Create a copy of arsnova.properties.example at /etc/arsnova/arsnova.properties
.
Afterwards, initialize the database by running the tool.py
python script from the Setup Tool.
Building
ARSnova Backend uses Maven for builds and dependency management. You do not need to download any framework or library dependencies - Maven handles this for you.
You can create a web archive (.war
file) by running a single command:
$ mvn package
Running
ARSnova builds are setup up to automatically download the Java Servlet container Jetty for development. Run the following command to download the dependencies, and startup the backend with Jetty:
$ mvn jetty:run
After a few seconds the ARSnova API will be accessible at http://localhost:8080/.

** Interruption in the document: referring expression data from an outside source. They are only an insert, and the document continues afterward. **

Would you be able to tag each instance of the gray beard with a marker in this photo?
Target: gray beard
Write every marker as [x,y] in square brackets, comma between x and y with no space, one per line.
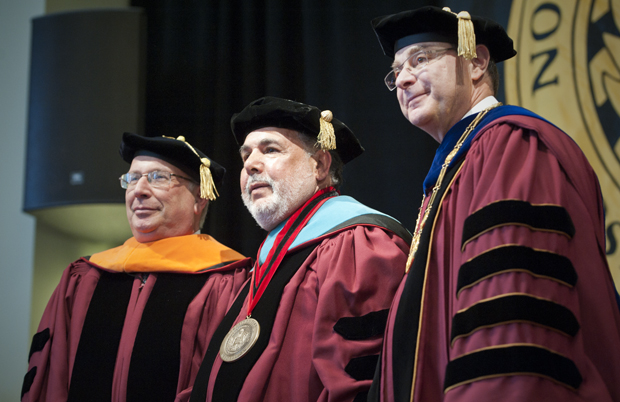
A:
[288,195]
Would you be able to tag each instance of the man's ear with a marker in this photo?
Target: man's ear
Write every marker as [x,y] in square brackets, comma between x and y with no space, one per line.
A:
[323,163]
[200,204]
[480,63]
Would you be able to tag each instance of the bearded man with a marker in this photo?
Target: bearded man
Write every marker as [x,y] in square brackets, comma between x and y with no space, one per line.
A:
[317,302]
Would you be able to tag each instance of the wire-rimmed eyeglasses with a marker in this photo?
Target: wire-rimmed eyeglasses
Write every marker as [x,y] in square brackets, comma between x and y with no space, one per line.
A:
[413,64]
[156,178]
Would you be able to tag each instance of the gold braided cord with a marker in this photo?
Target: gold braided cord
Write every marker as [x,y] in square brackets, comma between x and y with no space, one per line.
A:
[327,136]
[466,34]
[207,185]
[415,241]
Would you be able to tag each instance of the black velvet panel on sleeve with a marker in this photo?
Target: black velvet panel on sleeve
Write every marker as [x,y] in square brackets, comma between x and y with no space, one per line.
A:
[549,218]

You can adjust the amount of debug logging by changing the log levels in log4j-dev.properties.
Additionally, you can enable exception messages in API responses by setting the boolean property api.expose-error-messages
in arsnova.properties
.
Continuous Integration
Our code repositories are located on a GitLab server for internal development. They are automatically mirrored to GitHub on code changes.
Apart from mirroring GitLab CI triggers various jobs to:
- check the code quality (static code analysis with SonarQube)
- build a web archive
- execute unit tests
- deploy to our staging/production servers
In addition to GitLab CI for our internal repositories, we use Travis CI which is able to run against merge requests on GitHub. Travis CI only runs unit tests for the backend.